The following code is used as an example:

public class TransactionMessageDemo{
    public class MyTransactionChecker implements TransactionChecker
    {
        public boolean checkTransactionStatus(Message message)
        {
            boolean checkResult = false;
            String messageHandler = message.getReceiptHandle();
            try{
                // Check whether the messageHandler transaction is successful.
                checkResult = true;
            }catch(Exception e)
            {
                checkResult = false;
            }
            return checkResult;
        }
    }

    public class MyTransactionOperations implements TransactionOperations
    {
        public boolean doTransaction(Message message)
        {
            boolean transactionResult = false;
            String messageHandler = message.getReceiptHandle();
            String messageBody = message.getMessageBody();
            try{
                // Implement the on-premises transaction based on messageHandler and messageBody.
                transactionResult = true;
            }catch(Exception e)
            {
                transactionResult = false;
            }
            return transactionResult;
        }
    }

    public static void main(String[] args) {
        System.out.println("Start TransactionMessageDemo");
        String transQueueName = "transQueueName";
        String accessKeyId = ServiceSettings.getMNSAccessKeyId();
        String accessKeySecret = ServiceSettings.getMNSAccessKeySecret();
        String endpoint = ServiceSettings.getMNSAccountEndpoint();

        CloudAccount account = new CloudAccount(accessKeyId, accessKeySecret, endpoint);
        MNSClient client = account.getMNSClient(); // Initialize the client.
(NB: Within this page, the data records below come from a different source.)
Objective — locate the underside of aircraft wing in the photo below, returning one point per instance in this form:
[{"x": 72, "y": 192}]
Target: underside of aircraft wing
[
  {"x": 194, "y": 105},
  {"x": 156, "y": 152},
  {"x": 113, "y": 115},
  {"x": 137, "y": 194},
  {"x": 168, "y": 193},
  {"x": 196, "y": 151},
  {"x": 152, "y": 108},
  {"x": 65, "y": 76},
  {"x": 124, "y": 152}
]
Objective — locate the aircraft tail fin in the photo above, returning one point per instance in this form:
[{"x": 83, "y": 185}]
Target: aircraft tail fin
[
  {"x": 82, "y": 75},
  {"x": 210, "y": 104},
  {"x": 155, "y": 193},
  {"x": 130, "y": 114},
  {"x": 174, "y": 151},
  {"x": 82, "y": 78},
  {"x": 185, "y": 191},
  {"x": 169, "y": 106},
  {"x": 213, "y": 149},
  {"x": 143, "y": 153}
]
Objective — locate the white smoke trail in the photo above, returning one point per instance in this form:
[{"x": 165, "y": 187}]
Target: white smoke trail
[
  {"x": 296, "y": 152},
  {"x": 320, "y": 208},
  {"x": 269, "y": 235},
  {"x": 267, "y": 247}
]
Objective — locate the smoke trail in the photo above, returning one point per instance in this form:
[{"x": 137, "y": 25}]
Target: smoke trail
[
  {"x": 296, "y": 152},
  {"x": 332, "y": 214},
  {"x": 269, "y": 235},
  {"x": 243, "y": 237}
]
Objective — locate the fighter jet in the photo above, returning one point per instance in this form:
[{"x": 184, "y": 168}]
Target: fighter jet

        // Create a queue for the transaction.
        QueueMeta queueMeta = new QueueMeta();
        queueMeta.setQueueName(transQueueName);
        queueMeta.setPollingWaitSeconds(15);

        TransactionMessageDemo demo = new TransactionMessageDemo();
        TransactionChecker transChecker = demo.new MyTransactionChecker();
        TransactionOperations transOperations = demo.new MyTransactionOperations();

        TransactionQueue transQueue = client.createTransQueue(queueMeta, transChecker);

        // Implement the transaction.
        Message msg = new Message();
        String messageBody = "TransactionMessageDemo";
        msg.setMessageBody(messageBody); 
        transQueue.sendTransMessage(msg, transOperations);

        // If you no longer perform operations on the queue, delete the queue and shut down the client.
        transQueue.delete();

        // Shut down the client.
        client.close();
        System.out.println("End TransactionMessageDemo");
    }

}

Troubleshoot exceptions

  • Producer-side exceptions (for example, process restart exceptions)
    1. Request the producer to read unconfirmed log entries that have timed out.
    2. Check whether the transaction is implemented.
    3. If the transaction is implemented, submit the message to the transactional message queue.
      Note Repeated submissions do not affect the whole process. Messages with the same receipt handle can be submitted only once.
    4. Confirm the log entries
  • Consumer-side exceptions (for example, process restart exceptions)

    MNS ensures that a message is consumed at least once. If the consumer fails to delete the transactional message, the message remains visible for a period of time and can be processed by the current consumer or other consumers.

  • Inaccessible MNS services (for example, disconnected network)

    The MNS server stores the status and log entries of the message. MNS features high reliability and high availability, which allows you to continue the transaction after the network recovers. If the transaction succeeds, consumers can retrieve and process the message. Otherwise, consumers cannot receive the message.